How high of a tower would have to be built to enable someone to have line-of-sight across Lake Huron from White Rock, Michigan to Canada (approximately in the area of Goderich)? According to MSN Maps, this is a distance of approximately 45 miles, or so.
Is there a formula or some calculation to approximate this, given the curvature of the earth?

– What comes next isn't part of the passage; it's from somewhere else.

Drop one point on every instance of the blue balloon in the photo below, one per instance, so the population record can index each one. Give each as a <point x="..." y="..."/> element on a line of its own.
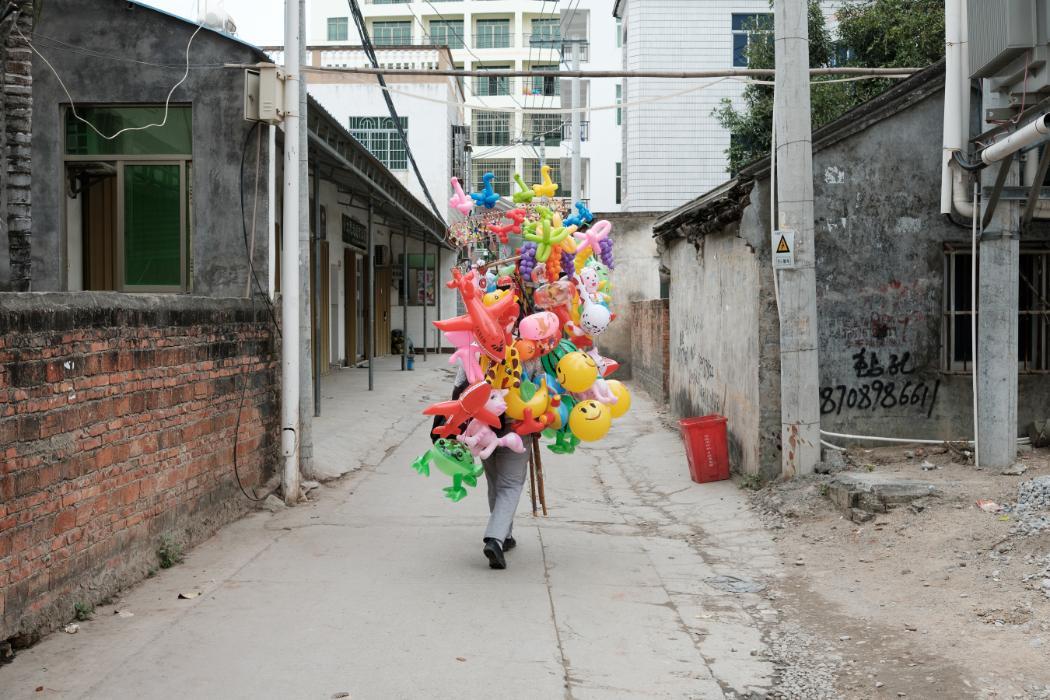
<point x="487" y="197"/>
<point x="582" y="216"/>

2006-12-01 06:10:26 · 3 answers · asked by Kenneth G 2 in Science & Mathematics ➔ Geography
If we include atmospheric refraction -- and we should! -- the rule of thumb is:
distance to horizon (miles) = sqrt [ 7 × h (feet) / 4 ]
So for a distance of 45 miles, the height would be 1157 feet.
2006-12-01 09:53:18 · answer #1 · answered by Keith P 7 · 0⤊ 0⤋
Assumption 1: The tower you build will be at right angles to the chord connecting the base of the tower and the point on the far shore.
Assumption 2: You're looking for the "beach" with your line-of-sight.
Earth radius = 3963.1 miles.
Arc length (across Lake Huron) = 45 miles.
(Chord) = 2 * (Radius) * sin (Arc / (2 * Radius))
= 2 * 3963.1 * sin (45 / (2 * 3963.1))
= 44.9998 miles ... note that the angle calculated was measured in radians!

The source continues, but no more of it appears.